In performance, however, things feel different. The Kirov is showing several different faces, and it demonstrates no interest in making them look part of a single artistic vision. The company’s fourth program, which ran from Friday evening to Sunday afternoon, was its sole truly mixed bill. It began with three pieces already seen in its Fokine program: “Chopiniana,” “Le Spectre de la Rose” and “The Dying Swan.” “Chopiniana” is the most uncomplicatedly beautiful event of the Kirov season so far, the one ballet in which the dancers seem to be truly dancing throughout, the one whose choreographic felicities still look fresh. And in “Le Spectre de la Rose” and “The Dying Swan” we at least see the main gist of Michel Fokine’s dramatic poetry.
Whereas the all-Fokine program ended with the ludicrous melodrama that is “Scheherazade,” this fourth program closes with a ballet new to this season’s repertory, Harald Lander’s “Études,” which is ludicrous in quite another way. It proceeds from practice of the most basic classroom steps to full-costume demonstration of the most virtuoso steps without sustaining the least seriousness about ballet class work or choreography. I’m told that the original Danish “Études,” which was created in 1948 and which then included different costumes, had immense charm. Yet I assume that even then it was attached to Knudage Riisager’s tacky, trite and often thumping orchestral arrangement of Karl Czerny’s original piano studies. The overture alone makes the heart sink.
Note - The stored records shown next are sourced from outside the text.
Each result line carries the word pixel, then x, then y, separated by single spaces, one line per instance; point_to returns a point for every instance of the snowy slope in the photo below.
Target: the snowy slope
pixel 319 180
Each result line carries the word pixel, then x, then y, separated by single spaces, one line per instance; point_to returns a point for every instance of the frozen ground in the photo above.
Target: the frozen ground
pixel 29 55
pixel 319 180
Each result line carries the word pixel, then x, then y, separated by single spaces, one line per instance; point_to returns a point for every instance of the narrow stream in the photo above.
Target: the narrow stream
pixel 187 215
At any rate, “Études,” in the 30-odd years I’ve been watching performances by various international ballet companies, has been a paragon of inanity, piecing together dissimilar chunks of the ballet lexicon into one sensationalist collage after another. Is the silliest episode the one in which members of the corps de ballet, male and female, lie immobile, faces on the floor in apparent humiliation, while the three “star” dancers sail through virtuoso steps? Maybe. But what of the ultra-circusy sequence when the stage blacks out except for two narrow diagonal paths of light (an X) so that dancers can come hurtling along in run-run-jump!-run-run-jump! sequences? (Will one smash into another?)
The Kirov, which acquired “Études” in 2003, does it better than most. I wish these dancers were even half this fresh in their Petipa ballets. Olesia Novikova (in the ballerina role), with her unusually beautiful face, and Ekaterina Kondaurova (in the corps), with her extreme dignity, grandeur and bright copper hair, are among those who seem unfettered here, whereas the more serious beauties of their dancing in Petipa ballets arrive under a thick glaze that says, “We’ve been doing this for 10,000 years.”
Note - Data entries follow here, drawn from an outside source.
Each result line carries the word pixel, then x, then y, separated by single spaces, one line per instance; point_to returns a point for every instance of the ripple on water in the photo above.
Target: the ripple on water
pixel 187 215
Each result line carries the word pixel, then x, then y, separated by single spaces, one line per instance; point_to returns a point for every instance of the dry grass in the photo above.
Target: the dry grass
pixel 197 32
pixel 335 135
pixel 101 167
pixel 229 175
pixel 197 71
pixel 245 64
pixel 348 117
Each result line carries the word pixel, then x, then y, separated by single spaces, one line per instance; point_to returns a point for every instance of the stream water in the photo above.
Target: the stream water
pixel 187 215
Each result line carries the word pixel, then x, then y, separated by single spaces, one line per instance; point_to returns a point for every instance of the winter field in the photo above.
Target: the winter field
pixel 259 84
On Saturday afternoon the prize for quantitative technique went, again, to Leonid Sarafanov, who bounced without pause through a series of eight double air turns. Do I dare admit with “Études” (as with “Scheherazade”) that if I have to watch it at all, I get more wicked pleasure from seeing terrible performances (sadly absent from this “Études”) than impressive ones?
The Kirov’s “Chopiniana” is different in several ways from the same ballet that is danced in the West as “Les Sylphides.” Not just the imitation-Corot backdrop and the “Polonaise Militaire” overture, choreographic features too. Yet even if non-Russian companies did every step and every gesture of the Kirov version, surely they would still have only fractions of the style. I actually prefer a few details of the old Royal Ballet version, at least, as ballerinas like Lynn Seymour used to perform them. (She brought to life the Romantic nostalgia that the critic Arnold Haskell had described in Russian performances of the 1920s and ’30s.) Yet I never miss them while watching the Kirov.
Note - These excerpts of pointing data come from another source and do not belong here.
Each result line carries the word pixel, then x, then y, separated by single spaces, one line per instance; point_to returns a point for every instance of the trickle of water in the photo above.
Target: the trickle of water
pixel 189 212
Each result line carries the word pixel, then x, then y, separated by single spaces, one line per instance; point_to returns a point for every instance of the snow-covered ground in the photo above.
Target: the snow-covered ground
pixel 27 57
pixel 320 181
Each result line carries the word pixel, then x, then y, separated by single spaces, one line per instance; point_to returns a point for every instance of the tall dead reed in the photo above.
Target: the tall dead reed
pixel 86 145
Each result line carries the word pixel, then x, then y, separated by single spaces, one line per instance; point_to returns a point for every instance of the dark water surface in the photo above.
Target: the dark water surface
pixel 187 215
To observe the corps dancers send slow ripples, ideally supported from the torso, down their extended arms - now while on point with their backs to the audience in the opening dance, now while standing on the peripheries of the stage in the Mazurka and gesturing (as if to say of the leading dancer, “She went thataway!”) - is just the most basic of this Kirov production’s pleasures. And to follow the changing eloquence of the Valse pas de deux, as danced by Daria Vasnetsova and Danila Korsuntsev, is to be taken deep into a dream.